Le quorum pour procéder au vote de destitution est-il atteint ? Oui (2/3 des membres du conseil selon l’article 133 de la loi.
Les faits reprochés au Maire pourraient-ils faire l’objet de destitution ? bien évidemment. Il y a des cas prévus à l’article 135 de la loi « détournement de fonds publics : faux en écritures publiques ou encore établissement et usage de faux documents administratifs. Refus de signer ou de transmettre à l’autorité de tutelle une délibération du conseil municipal ».
Pour faire une pause sur le dernier exemple, Adamou mérite une autre destitution, si dans un délai de 15 jours, il refuse de signer ou de transmettre à l’autorité de tutelle une délibération du conseil municipal (le procès-verbal de sa destitution). Le texte va plus loin « La destitution ou la révocation ne fait pas obstacle aux poursuites judiciaires ». Ce qui veut dire que la destitution n’est pas la seule punition qui devrait être infligé au maire. Il peut encore être traqué par la justice sur les faits qui lui sont reprochés.
Le Maire destitué pourrait-il faire recours ? Affirmatif comme le stipule l’article 136 « Toute décision portant destitution ou révocation du maire et des adjoints est susceptible de recours devant la juridiction compétente ».
Maintenant l’autre question est de savoir si le Préfet pourrait annuler la décision du conseil municipal ? La réponse est Non selon l’article 78 de la loi sur la décentralisation. « L’annulation des actes des autorités locales relève de la compétence du juge administratif sur saisine de l’autorité de tutelle »
Partant de tous ces développements, la posture du préfet serait de saisir la juridiction administrative compétente pour demander l’annulation de la décision du conseil municipal selon l’article 164 : « L’annulation des actes relève de la compétence du juge. Le préfet défère devant la juridiction administrative compétente les délibérations, arrêtés, actes et conventions qu’il estime contraire à la légalité, dans les trente (30) jours qui suivent leur transmission prévue à l’article 162. Il informe le maire ».
En conclusion, seul le juge administratif a compétence, au vu des preuves à sa possession, de confirmer ou d’infirmer la décision du conseil municipal.
Ainsi l’on peut facilement déduire que le préfet d’Agoè Nyivé fait de l’agitation et se joue les avocats dans un dossier qui n’est pas le sien. Mais l’on peut comprendre Awaté Hodabalo qui serait en train de défendre ses intérêts dans les combines du maire Adamou Abdoulaye.

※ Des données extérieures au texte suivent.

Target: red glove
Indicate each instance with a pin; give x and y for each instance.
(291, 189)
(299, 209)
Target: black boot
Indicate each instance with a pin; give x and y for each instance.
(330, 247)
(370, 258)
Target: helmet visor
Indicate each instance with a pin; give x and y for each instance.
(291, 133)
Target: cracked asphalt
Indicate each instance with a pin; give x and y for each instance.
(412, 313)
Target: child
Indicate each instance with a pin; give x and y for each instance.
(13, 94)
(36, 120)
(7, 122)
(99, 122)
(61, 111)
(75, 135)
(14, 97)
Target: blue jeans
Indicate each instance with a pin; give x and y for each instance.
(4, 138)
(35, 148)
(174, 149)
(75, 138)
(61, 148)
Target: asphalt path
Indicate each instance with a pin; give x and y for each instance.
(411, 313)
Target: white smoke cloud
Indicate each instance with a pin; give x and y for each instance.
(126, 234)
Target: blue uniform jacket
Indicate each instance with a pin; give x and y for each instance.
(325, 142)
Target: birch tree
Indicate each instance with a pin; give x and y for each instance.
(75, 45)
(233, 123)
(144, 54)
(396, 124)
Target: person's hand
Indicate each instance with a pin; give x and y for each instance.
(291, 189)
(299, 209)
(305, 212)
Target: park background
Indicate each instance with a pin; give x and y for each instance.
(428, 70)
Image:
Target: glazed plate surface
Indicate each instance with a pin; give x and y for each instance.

Maintenant le préfet et le ministre vont-ils continuer par gérer ce dossier de façon politique ? « Si cela se produit, les élections locales n’auront servi à rien. Il serait mieux qu’on retourne à l’étape des délégations spéciales », nous a confié un expert sur la question de la décentralisation.
Tout est possible au Togo puisque selon les informations, le maire déchu Adamou Abdoulaye est un des hommes sûrs du système dans la zone de Togblécopé. Il y règne en maitre absolu, il aurait des jeunes à son solde pour de basses besognes nous informe notre source.
Mis à part le problème de faux tickets qui l’éclabousse aujourd’hui, Adamou Abdoulaye traine plusieurs casseroles. Il a créé des taxes anti Covid-19 qu’il collectionne, le maire qui est aussi patron d’un parc Automobile à Togblécopé. Il y va en qualité de propriétaire de parc et de maire. Il récupère tous ses fonds sans laisser de trace. ‘’ Adamou Abdoulaye est un éternel récidiviste qui ne respire que par faux, intimidations, menaces ou encore roublardise’’, nous a confié un de ses anciens collaborateurs.
Ce problème qui aujourd’hui semble banale doit être réglé comme cela se doit au risque de créer une jurisprudence pas confortable dans le futur.